Black IVF Babies Born to White Couple
July 8
— By Georgina Prodhan
LONDON (Reuters) - An historic legal battle was brewing in Britain as a newspaper reported on Monday that a white couple had had black twins as the result of a mistake during fertility treatment.
The couple will be at the center of a court case this autumn to decide who should be considered the babies' real parents, in the first reported case of its kind in Britain.
The mix-up involves a black couple also trying for a test-tube baby at the same time, The Sun newspaper reported, quoting a source at the authority which runs the fertility clinic involved.
No confirmation was available from health officials, who instead swiftly circulated a gagging order imposed on them by the High Court.
The injunction also forbade naming the two sets of parents involved or the clinic.
Experts say a mistake could have occurred in one of three ways in the IVF (In Vitro Fertilization) process, which involves fertilizing an egg with sperm before implanting the resulting embryo -- often two or three at a time -- in the woman's womb.
The wrong sperm could have been used to fertilize the right egg, the right sperm could have been used to fertilize the wrong egg, or the embryo implanted in the woman may have been another couple's altogether.
WORST NIGHTMARE
"It's our worst nightmare," said Sonya Jerkovic, in charge of the London Fertility Center's laboratory. "It's something we think about all the time."
She admitted mistakes could happen, despite checks at her clinic including color-coding of samples and having two technicians present at every stage in the process.
"Embryos all look the same," she added.
Although experts insist such mistakes are extremely rare, the case will do little to reassure the tens of thousands of British would-be parents who go through IVF treatment each year.
"It's always there at the back of your mind -- what if they're not mine?
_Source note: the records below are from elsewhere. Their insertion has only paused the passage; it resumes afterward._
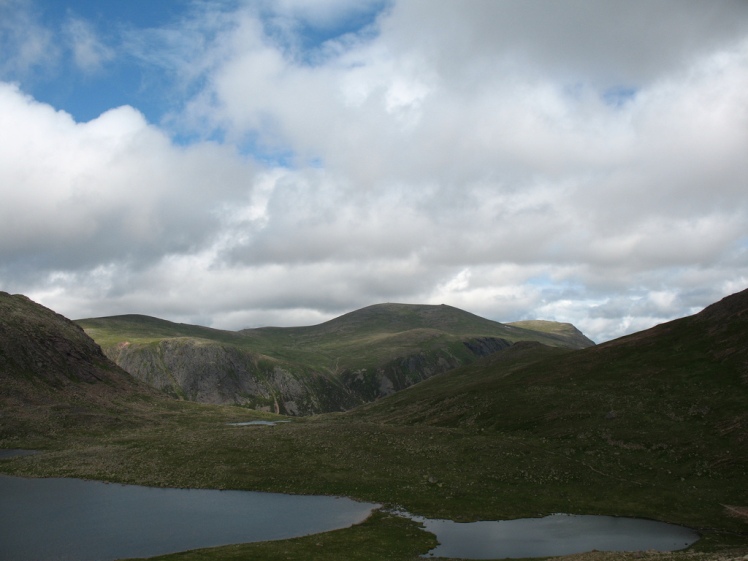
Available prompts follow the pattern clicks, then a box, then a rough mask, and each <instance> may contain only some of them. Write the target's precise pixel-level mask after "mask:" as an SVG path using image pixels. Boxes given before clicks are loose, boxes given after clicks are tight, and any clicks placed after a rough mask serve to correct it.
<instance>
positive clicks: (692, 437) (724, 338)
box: [348, 291, 748, 517]
mask: <svg viewBox="0 0 748 561" xmlns="http://www.w3.org/2000/svg"><path fill="white" fill-rule="evenodd" d="M348 415H349V416H351V417H355V418H357V419H361V420H366V421H367V422H376V423H384V424H386V425H392V426H402V425H409V426H413V427H415V426H424V427H425V426H430V427H444V428H454V429H463V430H469V431H471V432H477V433H479V434H486V435H488V434H495V435H497V437H500V438H501V439H504V440H505V441H515V440H516V441H518V442H519V441H522V442H529V441H533V442H535V443H536V445H537V446H541V447H542V450H543V455H545V456H546V457H547V458H556V459H557V460H553V461H552V462H551V463H547V462H548V461H550V460H548V461H547V462H546V463H545V464H543V463H537V464H536V465H532V466H529V467H525V468H524V469H525V471H524V472H523V473H524V474H525V475H524V476H525V477H527V478H533V477H534V478H537V480H538V481H539V482H543V481H544V477H550V478H551V481H553V478H558V479H559V480H561V481H563V480H564V478H574V477H576V476H575V475H574V473H575V471H576V470H579V473H582V472H584V471H587V470H588V469H589V470H594V472H595V473H596V474H598V475H606V474H607V475H608V476H610V477H611V483H610V484H611V489H615V488H617V489H619V490H618V492H619V493H630V494H631V501H632V502H633V501H634V498H633V497H635V496H640V498H639V499H638V500H639V501H641V502H642V503H648V504H657V502H658V501H659V502H661V503H662V505H661V507H658V508H661V509H662V512H663V515H662V516H663V517H664V516H665V514H664V513H665V512H666V511H667V509H670V510H671V512H672V509H673V508H674V505H677V504H679V503H680V501H681V500H685V498H688V500H690V501H691V502H692V503H698V504H699V505H700V506H699V508H700V509H703V510H702V512H710V513H712V514H713V515H714V516H715V517H720V516H723V517H730V516H734V515H735V513H739V512H748V509H746V508H745V507H747V506H748V486H746V481H748V291H743V292H741V293H738V294H735V295H732V296H729V297H727V298H725V299H723V300H722V301H720V302H718V303H716V304H713V305H711V306H709V307H708V308H706V309H705V310H703V311H702V312H701V313H698V314H696V315H693V316H690V317H686V318H682V319H678V320H675V321H671V322H668V323H665V324H662V325H658V326H656V327H653V328H651V329H648V330H646V331H642V332H639V333H635V334H633V335H629V336H627V337H623V338H620V339H617V340H614V341H610V342H608V343H604V344H601V345H598V346H596V347H592V348H587V349H582V350H568V349H561V348H551V347H547V346H543V345H540V344H538V343H520V344H517V345H514V346H513V347H511V348H510V349H507V350H506V351H504V352H502V353H497V354H494V355H491V356H488V357H485V358H483V359H481V360H479V361H477V362H475V363H473V364H471V365H468V366H465V367H463V368H460V369H456V370H454V371H451V372H447V373H445V374H442V375H440V376H435V377H434V378H431V379H430V380H426V381H424V382H423V383H421V384H419V385H417V386H414V387H412V388H409V389H407V390H405V391H403V392H400V393H398V394H395V395H393V396H390V397H388V398H386V399H383V400H381V401H379V402H377V403H374V404H369V405H365V406H362V407H361V408H359V409H357V410H355V411H352V412H350V413H349V414H348ZM528 453H530V450H528ZM508 460H509V459H508ZM512 461H513V460H512ZM512 461H506V462H497V463H496V466H495V470H494V471H493V472H492V477H496V478H497V479H498V480H508V481H509V480H512V478H515V479H516V478H521V477H520V476H521V474H519V475H518V474H516V473H513V472H512V473H510V472H511V469H512V468H510V467H507V466H510V465H511V463H512ZM556 461H558V463H559V464H565V465H566V466H567V467H566V471H565V472H564V473H561V472H558V471H557V469H556V468H553V467H551V466H553V464H554V462H556ZM569 466H572V467H571V469H570V468H569ZM573 466H576V468H573ZM530 468H531V469H530ZM542 474H545V475H542ZM613 474H615V475H613ZM562 498H563V497H559V499H562ZM558 502H559V503H560V506H559V508H563V501H562V500H559V501H558ZM668 503H670V504H668Z"/></svg>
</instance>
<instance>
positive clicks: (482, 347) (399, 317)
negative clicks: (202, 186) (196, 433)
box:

What if they've put them on the wrong shelf" said Doriver Lilley, 37, who gave birth to IVF twins after six years of trying to conceive.
"It's just awful that somebody's mistake has made a mess of a lot of lives," she told Reuters. "This has been noticed because the babies were black. What if it had been two white couples?"
Worldwide, there have been only two recorded cases of mistakes in which a mother gave birth to babies of an unexpected race after fertility treatment. In 1999, a black baby was born to a white couple because of an embryo mix-up at a fertility clinic in New York. The couple was ordered to return the boy to the biological parents.
But in Holland a woman who gave birth to twins with different fathers in 1997 after receiving IVF treatment was allowed to keep them. The darker skin tone of Wilma Stuart's son, Koen, led to tests that proved that her husband was not the father; his sperm sample had been contaminated.